This is now my favorite eggplant parmesan recipe – so much better than the oil-fryed pan version that Mom made! I made it just as described and it turned out perfectly, eggplant cooked just right and golden crumb crust. I did not spray all of the eggplant with oil, as I ran out of Pam spray, but it still turned out great. This is a keeper! Thanks!
So happy to hear that, Jenny! I am glad it worked out for you.
Made this tonight. Eggplant straight from the garden. It was delicious! All the flavor and so much less oil! Wonderful!!!
Ooooo, garden eggplant! Delicious.
it came better than my expectations & it is first attempt to make it in air fryer. with light crunch.
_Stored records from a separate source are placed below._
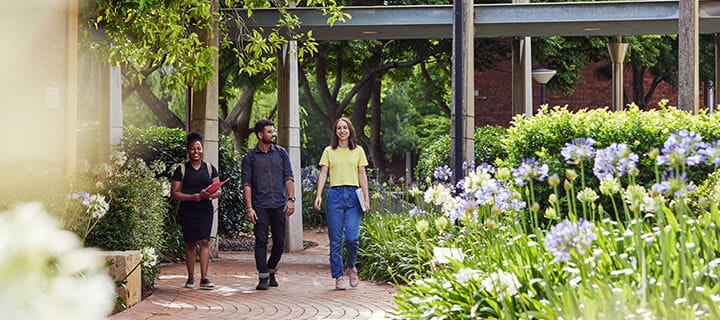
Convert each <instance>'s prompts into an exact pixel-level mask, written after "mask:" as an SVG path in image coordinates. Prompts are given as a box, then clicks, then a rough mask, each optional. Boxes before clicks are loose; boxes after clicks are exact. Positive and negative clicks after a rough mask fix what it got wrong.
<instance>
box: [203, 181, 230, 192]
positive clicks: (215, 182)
mask: <svg viewBox="0 0 720 320" xmlns="http://www.w3.org/2000/svg"><path fill="white" fill-rule="evenodd" d="M229 180H230V179H225V181H223V182H213V183H211V184H210V185H209V186H208V187H207V188H205V191H206V192H207V193H210V194H213V193H215V192H216V191H217V190H218V189H220V186H222V185H223V184H225V182H228V181H229Z"/></svg>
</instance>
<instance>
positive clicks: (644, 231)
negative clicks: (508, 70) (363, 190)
mask: <svg viewBox="0 0 720 320" xmlns="http://www.w3.org/2000/svg"><path fill="white" fill-rule="evenodd" d="M703 117H704V115H701V116H699V117H698V118H700V119H693V120H691V121H690V122H697V121H701V120H702V118H703ZM700 127H702V126H700ZM703 136H704V137H705V139H703V141H701V139H700V138H701V137H700V135H697V134H695V133H694V132H691V131H688V130H679V131H678V132H670V133H668V138H667V139H666V140H665V141H661V142H660V145H662V146H663V149H661V150H658V151H653V152H649V153H648V154H646V155H639V154H638V155H637V156H638V158H634V157H632V155H634V153H633V152H634V151H632V150H623V149H622V148H605V147H606V146H607V145H606V146H602V147H601V148H602V150H600V149H598V150H595V151H596V152H594V153H586V154H587V159H586V160H591V159H592V158H595V161H599V162H601V163H602V162H606V163H611V162H612V163H613V166H616V168H614V169H613V170H612V171H607V172H610V177H606V178H604V180H603V183H602V184H601V185H600V187H599V188H591V187H586V186H584V185H582V186H580V187H578V185H579V184H581V183H582V181H587V180H589V177H591V176H592V175H593V174H594V173H592V171H586V172H585V173H581V174H580V176H578V177H573V176H572V175H571V176H570V177H566V178H564V179H563V178H560V177H555V178H554V179H552V180H553V181H550V179H545V178H544V177H542V176H544V174H541V171H550V172H552V171H557V170H558V168H556V167H550V168H548V169H545V170H538V169H537V167H536V168H534V169H530V168H529V167H530V164H529V162H525V161H523V163H522V164H520V166H519V167H517V168H515V167H514V166H513V169H512V170H509V168H499V169H497V170H493V169H489V168H486V167H480V168H477V169H476V170H472V171H471V172H470V173H469V174H468V176H467V177H466V180H465V181H464V183H463V184H462V188H461V190H459V191H457V192H456V193H451V190H450V188H449V187H448V186H446V185H443V184H434V185H433V186H432V187H430V188H428V189H427V190H426V191H425V192H424V195H423V199H424V200H425V201H427V202H428V203H431V204H432V205H434V206H435V207H434V208H438V209H439V210H441V212H442V214H444V215H445V216H447V218H448V219H449V220H450V221H453V222H455V223H454V224H450V225H448V226H446V227H445V228H443V227H441V226H438V223H437V221H438V220H437V219H438V218H434V216H432V215H428V216H413V213H412V212H408V216H404V215H398V217H385V216H383V217H382V219H383V220H382V223H378V221H381V220H380V219H377V220H374V219H366V220H365V221H363V223H364V224H367V226H368V227H370V228H373V230H365V229H363V231H364V232H365V234H364V237H365V238H366V239H365V240H364V241H361V252H362V256H363V257H369V259H366V260H362V261H361V262H360V263H361V269H366V270H367V271H366V272H364V273H363V275H365V276H368V277H371V278H377V279H380V280H384V279H385V276H384V275H382V272H378V270H381V268H382V267H385V268H387V270H389V271H393V270H403V273H404V274H411V275H412V278H410V277H408V278H407V279H410V280H411V281H410V282H409V284H408V285H407V286H401V287H400V288H399V290H400V293H399V294H398V295H396V297H395V302H396V303H397V308H396V310H395V312H394V315H395V316H396V317H398V318H403V319H420V318H452V319H477V318H483V319H485V318H492V319H500V318H502V319H529V318H535V319H559V318H564V319H579V318H583V319H585V318H588V319H599V318H615V317H618V316H619V317H623V318H643V319H717V318H718V317H720V289H719V288H720V280H718V277H717V273H718V272H720V259H718V258H717V257H718V256H720V241H719V240H718V239H720V238H719V237H720V184H719V183H718V181H719V180H720V179H718V175H717V174H713V175H710V177H709V178H708V179H706V180H705V181H704V182H703V183H702V184H701V185H700V188H698V189H697V191H696V192H694V193H693V192H689V191H692V190H694V189H695V184H694V183H693V182H692V181H689V180H687V179H686V176H685V174H687V176H693V175H696V176H698V177H701V176H703V174H702V173H700V174H698V172H710V171H712V170H715V168H712V167H713V166H714V167H717V166H720V146H719V145H718V142H717V141H714V140H716V137H712V136H711V135H703ZM708 136H710V137H709V138H708ZM713 141H714V142H713ZM612 142H616V143H622V142H624V141H612ZM708 142H711V143H708ZM607 143H608V144H609V143H610V142H607ZM564 147H568V145H563V146H560V149H562V148H564ZM539 153H540V154H541V155H542V152H539ZM565 154H567V152H565ZM611 158H614V160H609V159H611ZM619 159H625V160H627V162H626V163H625V164H623V163H621V162H615V161H619ZM564 161H565V159H564V158H563V159H562V161H556V165H559V166H563V167H565V166H567V167H568V168H571V169H573V170H576V171H578V172H582V170H581V169H580V168H579V166H580V164H581V163H582V161H578V162H574V163H573V164H571V165H569V166H568V165H567V163H565V162H564ZM643 161H644V162H645V163H646V164H649V165H651V167H649V166H646V167H643V168H642V169H641V170H643V171H637V170H630V169H623V170H615V169H618V168H620V167H624V166H626V165H628V163H633V164H634V163H636V162H637V163H643ZM500 163H504V164H507V163H509V162H503V161H500ZM532 165H533V166H539V164H538V163H536V162H535V163H533V164H532ZM546 165H547V163H546ZM631 167H632V166H627V167H626V168H631ZM511 171H512V175H514V177H515V180H510V179H509V177H508V176H510V175H511V174H510V172H511ZM659 171H664V173H663V174H662V175H661V174H659ZM656 172H658V173H657V174H656ZM644 174H650V175H653V176H655V179H654V180H653V181H649V182H648V183H654V184H652V186H651V187H649V188H646V187H645V186H643V185H639V184H637V183H636V181H635V179H634V178H635V177H641V176H643V175H644ZM705 176H707V175H706V174H705ZM519 178H523V179H525V180H524V182H521V181H519V180H520V179H519ZM533 180H534V181H535V183H536V184H538V185H545V188H547V189H551V190H552V191H553V192H554V193H553V194H552V195H551V197H547V198H537V197H535V198H534V199H533V198H532V196H527V195H528V194H529V195H532V189H533V187H532V184H528V181H533ZM562 180H565V181H564V183H563V181H562ZM548 185H549V186H548ZM562 185H565V186H566V188H565V191H566V195H565V196H564V197H559V196H558V195H557V192H558V190H557V189H558V188H557V187H558V186H562ZM521 193H525V194H526V196H525V197H523V198H522V199H521V198H517V197H516V196H515V194H521ZM692 196H695V197H697V198H698V199H704V200H698V201H697V205H695V206H694V207H693V205H694V204H693V202H692V201H691V200H692V198H691V197H692ZM603 199H604V200H605V201H609V202H610V203H611V205H610V206H604V205H602V201H603ZM516 200H521V201H522V202H524V203H523V204H522V205H518V206H515V205H514V202H515V201H516ZM531 201H536V202H537V204H533V205H527V204H528V203H531ZM703 201H704V203H703V204H700V202H703ZM515 204H517V203H515ZM541 208H544V210H542V211H541ZM608 208H609V209H608ZM538 216H545V217H546V218H547V219H548V220H547V221H549V222H550V223H549V225H543V224H539V223H538V219H537V217H538ZM433 219H435V221H436V223H435V224H433V223H432V220H433ZM442 225H444V224H442ZM413 229H414V230H416V231H417V232H416V233H413V232H407V230H413ZM434 229H440V230H446V229H449V230H450V231H446V232H448V233H449V234H450V235H451V236H445V237H443V238H438V235H439V234H442V232H443V231H441V232H438V230H434ZM439 240H442V241H443V242H440V241H439ZM408 244H409V245H408ZM413 244H414V246H415V247H416V248H412V247H413ZM432 246H445V247H451V248H457V249H458V250H460V251H461V252H462V253H463V255H462V257H460V258H459V259H456V260H451V261H450V262H449V263H446V264H439V263H438V264H435V265H434V266H432V267H430V268H427V267H426V265H427V264H428V263H429V261H430V260H429V255H428V254H427V252H430V249H431V248H432ZM398 247H399V248H403V249H402V250H395V251H393V249H394V248H398ZM413 249H414V250H413ZM383 251H385V252H391V255H388V256H385V255H384V253H385V252H383ZM378 252H380V253H378ZM422 256H424V257H425V258H419V259H418V257H422ZM383 260H384V261H383ZM397 261H402V262H403V265H402V268H398V267H395V266H394V265H396V264H397ZM363 263H364V264H366V265H363ZM378 266H379V267H378ZM409 270H413V271H409ZM378 274H379V275H378ZM394 280H395V281H397V279H394ZM398 282H401V281H398Z"/></svg>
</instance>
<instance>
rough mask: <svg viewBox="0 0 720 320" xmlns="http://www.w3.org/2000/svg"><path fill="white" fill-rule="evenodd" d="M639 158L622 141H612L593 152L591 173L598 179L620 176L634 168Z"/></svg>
mask: <svg viewBox="0 0 720 320" xmlns="http://www.w3.org/2000/svg"><path fill="white" fill-rule="evenodd" d="M638 160H639V158H638V156H637V155H636V154H634V153H632V151H630V148H628V146H627V145H626V144H624V143H613V144H611V145H610V146H609V147H607V148H605V149H600V150H597V152H596V153H595V164H594V166H593V173H594V174H595V176H596V177H598V179H600V180H603V179H606V178H614V177H622V176H623V175H625V174H626V173H628V172H630V171H632V170H636V165H637V162H638Z"/></svg>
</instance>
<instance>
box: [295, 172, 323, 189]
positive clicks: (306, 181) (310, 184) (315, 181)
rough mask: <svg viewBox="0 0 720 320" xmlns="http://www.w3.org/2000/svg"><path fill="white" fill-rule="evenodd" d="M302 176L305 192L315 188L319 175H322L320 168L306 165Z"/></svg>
mask: <svg viewBox="0 0 720 320" xmlns="http://www.w3.org/2000/svg"><path fill="white" fill-rule="evenodd" d="M300 175H301V176H302V177H301V178H302V188H303V191H304V192H309V191H313V190H315V185H316V184H317V180H318V177H319V176H320V170H318V169H317V168H316V167H314V166H310V167H305V168H303V169H302V172H301V174H300Z"/></svg>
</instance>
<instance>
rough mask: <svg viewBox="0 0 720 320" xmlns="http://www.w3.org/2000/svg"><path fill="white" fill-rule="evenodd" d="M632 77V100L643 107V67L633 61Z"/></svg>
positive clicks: (641, 107) (643, 73) (644, 75)
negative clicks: (632, 93)
mask: <svg viewBox="0 0 720 320" xmlns="http://www.w3.org/2000/svg"><path fill="white" fill-rule="evenodd" d="M632 77H633V83H632V90H633V102H635V104H637V105H638V106H639V107H640V108H643V109H644V108H645V106H646V105H647V101H646V100H645V67H643V66H641V65H640V64H639V63H633V64H632Z"/></svg>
I am so glad you enjoyed this recipe!
I am wondering how the best way to freeze the slices would be. Do you think cooking and then freezing, or freezing first? Thanks
We’ve tried freezing leftovers but haven’t tried freezing them before so I can’t say for sure. If you try it I would love to hear how it turns out Terri!
Followed recipe exactly and got a crisp on the outside, tender on the inside result! And no salting of the eggplant beforehand to draw out moisture, just patted dry with paper towels. Terrific! And pretty dang fast as well!
I am so glad you enjoyed this recipe Carol!
so good! I will definitely make this again. I also added more spices to the breadcrumb mixture (onion and garlic powder). I did use a larger eggplant so I didn’t get many out of it. I think next time I will get a few smaller ones.
I am so glad you enjoyed this recipe Maddie!
Thanks for all the air fry recipes. Air frying isn’t just done in a counter-top appliance any more, though. My whole oven does air frying! I could air fry a turkey, if I wanted to.
It is a nice recipe. Thx
Worked perfectly! Thanks so much. Made it gluten free.
So glad you loved it Susan!
This is great! I made it with one small change…lower temp 370 and 6 mins on each side. Great and easy!
I had to cook on 400 to get it to brown, also added minutes. I think I would cut thinner also
Thanks for the feedback, Bonnie! You can definitely cut them to your preference, if cutting thinner just be careful not to overcook them!
Hi, so you dont have to dry out the eggplant first? Just slice and go? Awesome!
No need to salt or dry out the eggplant, just dab it dry before dipping.